Bijlage 7 – Nieuwe tekst artikelen F-2 en F-3
Artikel F-2
Functies en functiewaardering.
1. De functie van de werknemer is op basis van het door de werkgever gehanteerde systeem van functiewaardering fuwa-hbo of de hay-methodiek ingedeeld in een van de functiegroepen 1 t/m 18. Deze functiegroepen zijn tevens salarisgroepen.
2. De indeling van de functies vindt plaats binnen de in het Conversiebestand Hoger Beroepsonderwijs vastgelegde verhoudingen van de functiezwaarte. De samenvatting van het Conversiebestand in de functiematrix waarin deze verhoudingen zijn vastgelegd is opgenomen in bijlage IX van deze cao.
3. De werknemer kan te allen tijde bezwaar maken tegen de waardering van zijn functie. Het ‘Landelijke bezwarenreglement functie ordenen hbo’ zoals opgenomen in bijlage V is van toepassing.
4. Vanaf 1 september 2023 geldt dat functies waarvan onderwijsgevende taken deel uitmaken (docentfuncties*), waarvoor het hebben van een volledige en overdraagbare bdb (hierin is de bke geïntegreerd) vereist is (of vergelijkbare functie-eisen**), minimaal op functieschaal 11 moeten worden gewaardeerd.
5. Zo snel mogelijk, maar uiterlijk per 1 september 2025 zijn alle docentfuncties op schaal 10-niveau opnieuw beoordeeld.

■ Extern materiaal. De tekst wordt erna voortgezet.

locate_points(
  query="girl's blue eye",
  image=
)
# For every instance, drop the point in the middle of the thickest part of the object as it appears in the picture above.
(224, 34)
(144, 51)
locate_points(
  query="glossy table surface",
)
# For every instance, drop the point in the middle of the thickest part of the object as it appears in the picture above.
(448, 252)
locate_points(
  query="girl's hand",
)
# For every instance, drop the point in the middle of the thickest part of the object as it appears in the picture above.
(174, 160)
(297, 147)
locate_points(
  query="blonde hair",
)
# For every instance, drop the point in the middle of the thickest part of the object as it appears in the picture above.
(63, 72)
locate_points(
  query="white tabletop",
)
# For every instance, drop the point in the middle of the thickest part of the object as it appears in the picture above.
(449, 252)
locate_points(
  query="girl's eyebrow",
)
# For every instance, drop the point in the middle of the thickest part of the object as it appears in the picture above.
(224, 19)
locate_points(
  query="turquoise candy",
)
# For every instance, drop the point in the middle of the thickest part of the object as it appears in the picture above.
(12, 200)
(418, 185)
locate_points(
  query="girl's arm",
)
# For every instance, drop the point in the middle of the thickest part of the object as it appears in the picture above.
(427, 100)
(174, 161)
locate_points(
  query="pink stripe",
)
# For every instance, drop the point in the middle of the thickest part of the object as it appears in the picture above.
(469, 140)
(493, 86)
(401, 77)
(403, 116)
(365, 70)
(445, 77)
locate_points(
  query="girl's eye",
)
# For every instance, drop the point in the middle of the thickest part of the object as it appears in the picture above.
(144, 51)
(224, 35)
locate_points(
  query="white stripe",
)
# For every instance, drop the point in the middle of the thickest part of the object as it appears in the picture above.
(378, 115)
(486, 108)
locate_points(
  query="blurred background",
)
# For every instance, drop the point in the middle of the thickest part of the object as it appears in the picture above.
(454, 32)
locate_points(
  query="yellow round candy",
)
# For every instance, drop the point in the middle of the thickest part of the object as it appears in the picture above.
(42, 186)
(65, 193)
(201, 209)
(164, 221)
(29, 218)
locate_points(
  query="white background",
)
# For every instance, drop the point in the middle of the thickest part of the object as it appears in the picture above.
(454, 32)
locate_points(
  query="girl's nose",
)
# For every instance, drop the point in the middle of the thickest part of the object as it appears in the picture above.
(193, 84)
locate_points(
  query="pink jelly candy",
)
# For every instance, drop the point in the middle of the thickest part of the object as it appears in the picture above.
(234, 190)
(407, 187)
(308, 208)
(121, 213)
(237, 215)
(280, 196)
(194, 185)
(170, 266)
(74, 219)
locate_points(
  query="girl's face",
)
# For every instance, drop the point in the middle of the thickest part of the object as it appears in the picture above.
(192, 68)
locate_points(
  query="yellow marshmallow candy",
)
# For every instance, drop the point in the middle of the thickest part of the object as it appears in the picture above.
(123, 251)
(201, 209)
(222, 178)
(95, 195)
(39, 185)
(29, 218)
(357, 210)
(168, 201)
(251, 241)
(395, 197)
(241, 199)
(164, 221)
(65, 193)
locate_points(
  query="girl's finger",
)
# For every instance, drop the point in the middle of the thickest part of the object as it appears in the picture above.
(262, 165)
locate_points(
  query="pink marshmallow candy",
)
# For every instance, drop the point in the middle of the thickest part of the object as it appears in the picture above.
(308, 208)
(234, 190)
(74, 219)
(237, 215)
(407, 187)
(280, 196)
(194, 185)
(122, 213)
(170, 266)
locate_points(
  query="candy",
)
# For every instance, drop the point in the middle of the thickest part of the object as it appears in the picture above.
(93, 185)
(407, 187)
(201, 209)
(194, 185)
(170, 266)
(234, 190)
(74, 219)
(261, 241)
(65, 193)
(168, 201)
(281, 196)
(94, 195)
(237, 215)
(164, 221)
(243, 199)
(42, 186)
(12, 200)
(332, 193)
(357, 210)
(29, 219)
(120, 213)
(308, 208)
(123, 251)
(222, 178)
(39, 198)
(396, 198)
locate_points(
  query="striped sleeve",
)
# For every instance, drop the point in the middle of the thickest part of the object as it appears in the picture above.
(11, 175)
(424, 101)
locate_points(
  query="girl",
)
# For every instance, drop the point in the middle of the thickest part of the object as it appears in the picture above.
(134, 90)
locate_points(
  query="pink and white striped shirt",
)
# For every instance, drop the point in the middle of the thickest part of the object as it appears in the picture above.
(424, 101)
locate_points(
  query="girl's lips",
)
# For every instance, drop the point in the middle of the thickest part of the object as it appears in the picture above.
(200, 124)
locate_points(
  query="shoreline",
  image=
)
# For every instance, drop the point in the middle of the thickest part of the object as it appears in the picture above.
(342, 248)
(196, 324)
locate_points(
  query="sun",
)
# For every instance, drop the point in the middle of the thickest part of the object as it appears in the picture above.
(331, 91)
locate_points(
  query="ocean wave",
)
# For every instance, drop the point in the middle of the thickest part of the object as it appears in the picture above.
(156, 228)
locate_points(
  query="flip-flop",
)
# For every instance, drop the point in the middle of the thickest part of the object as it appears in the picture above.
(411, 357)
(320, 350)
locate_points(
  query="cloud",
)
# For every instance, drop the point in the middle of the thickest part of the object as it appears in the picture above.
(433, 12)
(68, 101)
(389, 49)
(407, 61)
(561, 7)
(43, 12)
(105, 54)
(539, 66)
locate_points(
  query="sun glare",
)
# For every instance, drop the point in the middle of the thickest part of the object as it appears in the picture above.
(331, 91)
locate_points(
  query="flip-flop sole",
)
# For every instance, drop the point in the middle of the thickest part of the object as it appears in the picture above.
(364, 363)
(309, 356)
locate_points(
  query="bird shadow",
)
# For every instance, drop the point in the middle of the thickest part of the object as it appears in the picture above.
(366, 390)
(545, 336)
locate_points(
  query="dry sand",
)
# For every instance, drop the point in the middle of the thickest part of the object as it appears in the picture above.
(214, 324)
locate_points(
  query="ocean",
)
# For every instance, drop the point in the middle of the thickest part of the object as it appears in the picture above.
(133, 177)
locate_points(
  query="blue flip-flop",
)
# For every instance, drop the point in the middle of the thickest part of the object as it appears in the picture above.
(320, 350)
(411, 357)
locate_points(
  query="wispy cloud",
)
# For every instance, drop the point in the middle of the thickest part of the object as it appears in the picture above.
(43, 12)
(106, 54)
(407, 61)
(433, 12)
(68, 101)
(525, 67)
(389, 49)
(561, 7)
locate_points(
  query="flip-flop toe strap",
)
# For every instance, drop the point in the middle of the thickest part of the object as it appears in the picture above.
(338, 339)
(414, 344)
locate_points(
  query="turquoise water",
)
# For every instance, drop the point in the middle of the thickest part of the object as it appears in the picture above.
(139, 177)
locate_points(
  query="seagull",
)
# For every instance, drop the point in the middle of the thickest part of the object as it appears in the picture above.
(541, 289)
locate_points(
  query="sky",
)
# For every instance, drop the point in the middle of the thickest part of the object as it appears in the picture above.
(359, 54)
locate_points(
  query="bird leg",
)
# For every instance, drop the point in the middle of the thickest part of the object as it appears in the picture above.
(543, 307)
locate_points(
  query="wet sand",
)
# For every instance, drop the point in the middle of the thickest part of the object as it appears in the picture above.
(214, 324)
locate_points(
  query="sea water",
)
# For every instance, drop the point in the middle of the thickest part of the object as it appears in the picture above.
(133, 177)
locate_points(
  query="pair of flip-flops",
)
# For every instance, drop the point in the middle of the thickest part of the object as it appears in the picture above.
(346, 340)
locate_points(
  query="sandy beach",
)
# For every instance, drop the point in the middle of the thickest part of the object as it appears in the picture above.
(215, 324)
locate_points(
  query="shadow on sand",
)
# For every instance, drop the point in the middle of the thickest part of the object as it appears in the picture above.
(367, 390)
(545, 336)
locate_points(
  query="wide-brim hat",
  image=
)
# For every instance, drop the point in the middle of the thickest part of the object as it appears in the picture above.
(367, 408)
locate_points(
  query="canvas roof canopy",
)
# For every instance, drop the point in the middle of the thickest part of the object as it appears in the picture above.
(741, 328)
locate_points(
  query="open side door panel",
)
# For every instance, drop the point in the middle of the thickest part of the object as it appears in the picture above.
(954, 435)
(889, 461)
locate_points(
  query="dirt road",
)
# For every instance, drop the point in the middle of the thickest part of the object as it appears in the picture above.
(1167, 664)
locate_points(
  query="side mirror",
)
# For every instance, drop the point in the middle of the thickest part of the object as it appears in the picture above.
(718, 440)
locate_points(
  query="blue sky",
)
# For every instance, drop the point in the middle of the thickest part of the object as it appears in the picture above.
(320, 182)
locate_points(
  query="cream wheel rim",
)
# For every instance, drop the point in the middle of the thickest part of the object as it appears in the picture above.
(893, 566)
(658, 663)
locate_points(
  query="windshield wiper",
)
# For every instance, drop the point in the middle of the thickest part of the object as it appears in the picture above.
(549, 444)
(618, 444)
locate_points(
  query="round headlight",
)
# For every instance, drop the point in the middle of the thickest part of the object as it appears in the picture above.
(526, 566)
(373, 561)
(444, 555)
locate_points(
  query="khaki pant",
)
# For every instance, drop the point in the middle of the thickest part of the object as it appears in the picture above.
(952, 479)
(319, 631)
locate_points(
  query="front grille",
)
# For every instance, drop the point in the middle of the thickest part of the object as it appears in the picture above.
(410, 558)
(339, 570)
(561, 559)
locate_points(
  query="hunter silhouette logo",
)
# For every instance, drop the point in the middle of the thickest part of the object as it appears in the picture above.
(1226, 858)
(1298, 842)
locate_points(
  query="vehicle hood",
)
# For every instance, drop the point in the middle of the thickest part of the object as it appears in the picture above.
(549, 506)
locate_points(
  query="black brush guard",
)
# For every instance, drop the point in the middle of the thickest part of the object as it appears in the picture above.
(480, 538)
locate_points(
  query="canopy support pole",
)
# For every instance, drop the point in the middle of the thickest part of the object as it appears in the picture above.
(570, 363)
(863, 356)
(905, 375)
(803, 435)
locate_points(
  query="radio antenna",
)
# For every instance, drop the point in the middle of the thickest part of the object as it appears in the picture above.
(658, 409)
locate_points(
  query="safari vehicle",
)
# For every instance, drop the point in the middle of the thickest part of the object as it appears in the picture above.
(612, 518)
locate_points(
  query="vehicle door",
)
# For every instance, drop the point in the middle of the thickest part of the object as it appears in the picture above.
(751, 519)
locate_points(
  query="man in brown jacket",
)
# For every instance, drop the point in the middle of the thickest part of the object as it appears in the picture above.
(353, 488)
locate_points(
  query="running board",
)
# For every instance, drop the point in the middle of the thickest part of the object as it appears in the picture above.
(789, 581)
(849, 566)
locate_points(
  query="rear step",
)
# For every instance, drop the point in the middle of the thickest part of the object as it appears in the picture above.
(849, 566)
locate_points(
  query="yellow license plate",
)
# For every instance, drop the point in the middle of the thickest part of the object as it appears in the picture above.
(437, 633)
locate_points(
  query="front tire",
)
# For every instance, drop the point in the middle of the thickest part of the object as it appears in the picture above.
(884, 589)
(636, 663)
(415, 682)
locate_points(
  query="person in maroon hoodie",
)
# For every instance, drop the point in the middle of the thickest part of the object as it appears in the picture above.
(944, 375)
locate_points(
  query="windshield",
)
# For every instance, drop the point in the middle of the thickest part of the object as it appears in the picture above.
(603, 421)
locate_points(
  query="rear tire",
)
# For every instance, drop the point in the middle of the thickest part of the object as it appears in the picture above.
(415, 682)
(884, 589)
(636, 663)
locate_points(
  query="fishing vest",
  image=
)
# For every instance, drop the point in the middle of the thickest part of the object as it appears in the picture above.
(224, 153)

Docenten waarvan in de huidige taakuitoefening een rol verwacht wordt in de onderwijsontwikkeling en/of taken verrichten waarvoor de volledige en overdraagbare bdb (hierin is de bke geïntegreerd) vereist is (of vergelijkbare functie-eisen**), worden in schaal 11 ingedeeld. Cao- partijen hebben de tabel in bijlage XX als onderscheidende criteria hiervoor opgesteld.
6. Functies die niet voldoen aan de criteria in het vorige lid krijgen een andere functiebenaming dan “docent”. Partijen bepalen vóór 1 oktober 2023 welke onderscheidende functiebenamingen daarvoor geschikt zijn.
Artikel F-3
Promovendi en Professional Doctorates
1. Werknemers die benoemd zijn als promovendus of PD in schaal 10, kunnen voor maximaal 10 % van de betrekkingsomvang worden ingezet voor onderwijsbegeleidende taken zonder dat artikel F-2 van toepassing is.
2. In deze 10% kan niet de rol van beoordelaar en/of van examinator zitten.
3. Voor toepassing van dit artikel is het noodzakelijk dat de begeleidende taken altijd een directe relatie met het eigen onderwerp van onderzoek hebben.
* Op veel hogescholen is de functiebenaming docent/onderzoeker
**gedacht wordt hier met name aan de pedagogische opleidingen waar het hebben van een onderwijsbevoegdheid vereist kan zijn.
Bijlage XX
Schaal 10 | Schaal 11 | |
Onderwijs en uitvoering | • Begeleiden studenten in leerproces; • Voorbereiden en uitvoeren van onderwijs | • Begeleidt docenten • Begeleidt afstudeerders • Begeleidt afstudeerstages |
Beoordeling en examinering | • Beoordeelt toetsen waar geen interpretatieruimte benodigd is (bijv multiple choice, rekentoets) | • Beoordeelt studenten • Ontwikkelt toetsen • Xxxxx antwoordprotocollen op |
• Xxxxxx op als tweede paar ogen bij een mondelinge toets. | • Beoordeelt toetsen inclusie interpretatie • Xxxxxx op als beoordelaar bij een mondelinge toets. | |
Onderwijsontwikkeling | • Geeft feedback op het ontwikkelde onderwijs | • Ontwikkelt onderwijs |
Onderwijs coördinatie, organisatie en kwaliteitszorg | • Geeft feedback | • Ontwikkelt en voert uit. |
Vereiste kennis en vaardigheden | • Didactische vaardigheden | • Volledige en overdraagbare BDB (waarin de BKE is geïntegreerd) • Of vergelijkbaar |
NB. Een medewerker hoeft niet aan alle criteria te voldoen om in aanmerking te komen voor schaal 11. De hoofdregel geldt: de zwaarste structurele werkzaamheden tellen.